El joven comandante, con cara de cansado, tendió a su superior una bolsa llena de cruasanes recién hechos. Nico cogió uno sin vacilar; no se le iba ese dolor en la parte superior del estómago…

—Pareces agotado, David —se preocupó el comisario.

—No me he quitado esta historia de la cabeza en toda la noche —renegó el comandante, visiblemente contrariado.

Hablaba, por supuesto, del asesinato de Marie-Héléne Jory. Nico lo observó, condescendiente. Había confiado en que su joven compañero fuera capaz de establecer la línea de demarcación: cerrar el expediente, volver a casa. Pero no había forma; se revivían las imágenes, se pensaba una y otra vez en los interrogatorios, se dudaba indefectiblemente, sumido en el horror de la pesadilla, incluso después de llevar varios años en la casa.

—Lo siento, David.

—No es culpa tuya. En esta jodida brigada, estamos todos en el mismo barco. Tú también pareces agotado.

No hacía falta contestar. ¿Quién puede ser indiferente a la tortura y el asesinato? A Nico sólo le sorprendió el cinismo y el desamparo que exhibía el comandante Kriven. Ese joven que se las daba de fanfarrón era en realidad un policía como los demás.
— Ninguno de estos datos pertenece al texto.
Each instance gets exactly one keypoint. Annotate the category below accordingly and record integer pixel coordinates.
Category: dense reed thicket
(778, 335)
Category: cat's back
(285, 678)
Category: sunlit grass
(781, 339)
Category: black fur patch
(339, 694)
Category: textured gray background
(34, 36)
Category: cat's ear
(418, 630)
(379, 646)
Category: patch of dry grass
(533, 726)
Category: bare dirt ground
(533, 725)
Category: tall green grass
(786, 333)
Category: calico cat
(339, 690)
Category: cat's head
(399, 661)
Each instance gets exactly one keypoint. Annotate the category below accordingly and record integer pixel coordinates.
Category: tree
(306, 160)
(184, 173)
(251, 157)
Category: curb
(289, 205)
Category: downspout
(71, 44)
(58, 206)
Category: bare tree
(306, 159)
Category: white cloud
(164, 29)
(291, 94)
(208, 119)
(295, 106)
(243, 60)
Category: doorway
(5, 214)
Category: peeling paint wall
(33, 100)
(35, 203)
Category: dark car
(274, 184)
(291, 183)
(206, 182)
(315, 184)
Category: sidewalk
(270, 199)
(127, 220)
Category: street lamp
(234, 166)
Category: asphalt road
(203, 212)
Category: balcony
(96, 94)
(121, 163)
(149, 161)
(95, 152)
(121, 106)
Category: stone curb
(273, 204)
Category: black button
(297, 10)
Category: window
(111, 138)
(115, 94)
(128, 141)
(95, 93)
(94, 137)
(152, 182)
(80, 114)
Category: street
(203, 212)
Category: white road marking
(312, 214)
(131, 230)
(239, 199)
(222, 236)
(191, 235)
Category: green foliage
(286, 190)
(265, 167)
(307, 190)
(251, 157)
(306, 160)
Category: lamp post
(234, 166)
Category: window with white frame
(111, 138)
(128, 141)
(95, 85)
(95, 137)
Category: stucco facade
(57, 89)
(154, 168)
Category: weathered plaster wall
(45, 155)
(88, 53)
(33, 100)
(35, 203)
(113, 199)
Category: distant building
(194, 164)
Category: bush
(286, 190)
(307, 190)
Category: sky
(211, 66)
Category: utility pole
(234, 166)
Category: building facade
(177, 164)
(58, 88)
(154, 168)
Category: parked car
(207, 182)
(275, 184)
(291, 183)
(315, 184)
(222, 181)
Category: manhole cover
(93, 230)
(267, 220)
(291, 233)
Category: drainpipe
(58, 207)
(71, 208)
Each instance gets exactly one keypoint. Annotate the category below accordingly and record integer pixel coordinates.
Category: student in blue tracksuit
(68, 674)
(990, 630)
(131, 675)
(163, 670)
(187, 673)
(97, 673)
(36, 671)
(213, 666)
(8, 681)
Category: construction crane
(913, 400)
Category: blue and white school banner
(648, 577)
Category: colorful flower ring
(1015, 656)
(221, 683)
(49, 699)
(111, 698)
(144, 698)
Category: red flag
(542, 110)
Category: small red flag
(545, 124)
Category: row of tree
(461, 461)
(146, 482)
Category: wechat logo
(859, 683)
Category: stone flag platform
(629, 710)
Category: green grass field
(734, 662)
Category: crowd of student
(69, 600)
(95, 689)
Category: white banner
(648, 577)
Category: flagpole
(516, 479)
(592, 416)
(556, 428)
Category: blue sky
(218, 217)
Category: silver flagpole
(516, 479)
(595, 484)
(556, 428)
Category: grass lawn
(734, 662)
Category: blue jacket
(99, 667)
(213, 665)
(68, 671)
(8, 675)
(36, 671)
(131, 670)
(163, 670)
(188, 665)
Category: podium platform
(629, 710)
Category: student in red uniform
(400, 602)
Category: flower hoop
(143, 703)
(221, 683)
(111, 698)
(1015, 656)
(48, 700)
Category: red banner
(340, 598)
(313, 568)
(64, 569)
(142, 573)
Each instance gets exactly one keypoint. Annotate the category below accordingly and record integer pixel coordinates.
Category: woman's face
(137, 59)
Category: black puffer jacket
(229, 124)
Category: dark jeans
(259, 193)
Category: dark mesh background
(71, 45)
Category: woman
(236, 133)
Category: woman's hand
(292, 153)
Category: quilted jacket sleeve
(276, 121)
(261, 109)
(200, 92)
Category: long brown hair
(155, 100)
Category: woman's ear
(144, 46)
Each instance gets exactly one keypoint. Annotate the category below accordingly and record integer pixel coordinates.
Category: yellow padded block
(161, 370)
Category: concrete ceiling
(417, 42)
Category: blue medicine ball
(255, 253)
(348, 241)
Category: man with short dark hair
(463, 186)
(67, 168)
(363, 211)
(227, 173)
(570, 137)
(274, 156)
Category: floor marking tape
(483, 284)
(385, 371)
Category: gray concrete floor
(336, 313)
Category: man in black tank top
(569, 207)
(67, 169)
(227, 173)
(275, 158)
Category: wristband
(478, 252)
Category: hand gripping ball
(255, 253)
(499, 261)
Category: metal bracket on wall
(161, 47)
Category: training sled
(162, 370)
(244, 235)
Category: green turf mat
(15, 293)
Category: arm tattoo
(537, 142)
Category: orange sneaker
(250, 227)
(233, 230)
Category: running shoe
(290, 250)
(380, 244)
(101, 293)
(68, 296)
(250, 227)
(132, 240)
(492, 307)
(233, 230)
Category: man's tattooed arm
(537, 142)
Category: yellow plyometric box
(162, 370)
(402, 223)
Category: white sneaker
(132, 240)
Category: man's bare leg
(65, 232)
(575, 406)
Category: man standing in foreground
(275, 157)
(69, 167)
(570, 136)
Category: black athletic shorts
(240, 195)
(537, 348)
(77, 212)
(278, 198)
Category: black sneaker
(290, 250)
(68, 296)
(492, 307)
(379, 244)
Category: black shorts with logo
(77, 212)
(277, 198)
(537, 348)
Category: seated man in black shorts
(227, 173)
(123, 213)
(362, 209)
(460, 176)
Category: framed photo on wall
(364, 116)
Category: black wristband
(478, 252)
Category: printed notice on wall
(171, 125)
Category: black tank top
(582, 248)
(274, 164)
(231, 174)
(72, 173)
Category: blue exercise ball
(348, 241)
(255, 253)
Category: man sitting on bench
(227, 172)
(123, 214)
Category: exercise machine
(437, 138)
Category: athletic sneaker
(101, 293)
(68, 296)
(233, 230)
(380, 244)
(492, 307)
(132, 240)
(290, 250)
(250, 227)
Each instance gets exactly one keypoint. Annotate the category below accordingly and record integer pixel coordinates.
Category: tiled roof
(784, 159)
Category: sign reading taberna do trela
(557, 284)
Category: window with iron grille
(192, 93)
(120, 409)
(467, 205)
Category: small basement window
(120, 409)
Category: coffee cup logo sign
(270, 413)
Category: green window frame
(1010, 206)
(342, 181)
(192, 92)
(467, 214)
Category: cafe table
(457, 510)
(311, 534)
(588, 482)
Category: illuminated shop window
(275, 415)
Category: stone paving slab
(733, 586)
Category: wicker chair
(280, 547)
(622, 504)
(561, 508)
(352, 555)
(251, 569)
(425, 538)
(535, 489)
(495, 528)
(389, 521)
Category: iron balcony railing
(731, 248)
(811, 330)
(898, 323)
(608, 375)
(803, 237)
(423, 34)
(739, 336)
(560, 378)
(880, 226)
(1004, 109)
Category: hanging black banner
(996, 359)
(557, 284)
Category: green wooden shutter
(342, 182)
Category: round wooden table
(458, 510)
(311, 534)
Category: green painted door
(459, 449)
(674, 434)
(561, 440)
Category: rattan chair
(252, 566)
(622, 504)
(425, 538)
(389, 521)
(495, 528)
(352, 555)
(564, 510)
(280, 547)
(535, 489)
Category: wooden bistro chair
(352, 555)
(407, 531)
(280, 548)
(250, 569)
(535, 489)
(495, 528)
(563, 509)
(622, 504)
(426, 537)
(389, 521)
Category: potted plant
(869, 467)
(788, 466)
En el fondo, resultaba bastante tranquilizador.

—Ya lo verás, David, esas dificultades desaparecen con la edad —dijo para zanjar el tema, mientras le guiñaba un ojo al comisario Rost.

El comandante Kriven no le creyó, pero le agradeció que hubiese pronunciado esas palabras tranquilizadoras. Nico subrayó su declaración dando una amistosa palmada en el hombro a su subordinado, y el ambiente recobró cierta serenidad.

—El interrogatorio de Paul Terrade no ha aportado nada especial —continuó Nico—. El hombre parece ajeno a lo que sucedió y su testimonio parece sincero. Su novia estaba embarazada de un mes, y es necesario comprobar si Terrade era el padre.

—¡Qué espanto! —exclamó Kriven.

—Lo sé… Terrade no me habló de ello. ¿Está al corriente? ¿Lo sabía ella misma? Es lo que debemos esclarecer esta mañana. ¿Rost?

—Propongo que incorporemos el grupo de Théron a la investigación para ganar tiempo. Antes de que acabe el día hay que encontrar a los médicos que trataban a la pareja, ir al banco para escudriñar sus cuentas, darse una vuelta por la Sorbona y seguir interrogando a los empleados y colegas de Terrade, la familia y los amigos.

—Lo del grupo de Théron me parece bien —concedió Nico.

Pensó, en efecto, que el equipo de Joel Théron no sobraría para obtener el máximo de datos en tan poco tiempo. De las cuatro secciones que dirigía, tres de ellas trabajaban en los delitos comunes, es decir, homicidios, secuestros, desapariciones y agresiones sexuales… La cuarta constituía la sección antiterrorista, especialmente activa desde el 11 de septiembre de 2001. Los hombres de su equipo destinados en esa sección estaban agotados, como su adjunto y él mismo, continuamente en la brecha. Ya temía las fiestas de fin de año. En ese momento, qué casualidad, reinaba una relativa calma en los casos criminales. Así que el grupo de Théron podía completar al equipo de Kriven en el expediente Jory.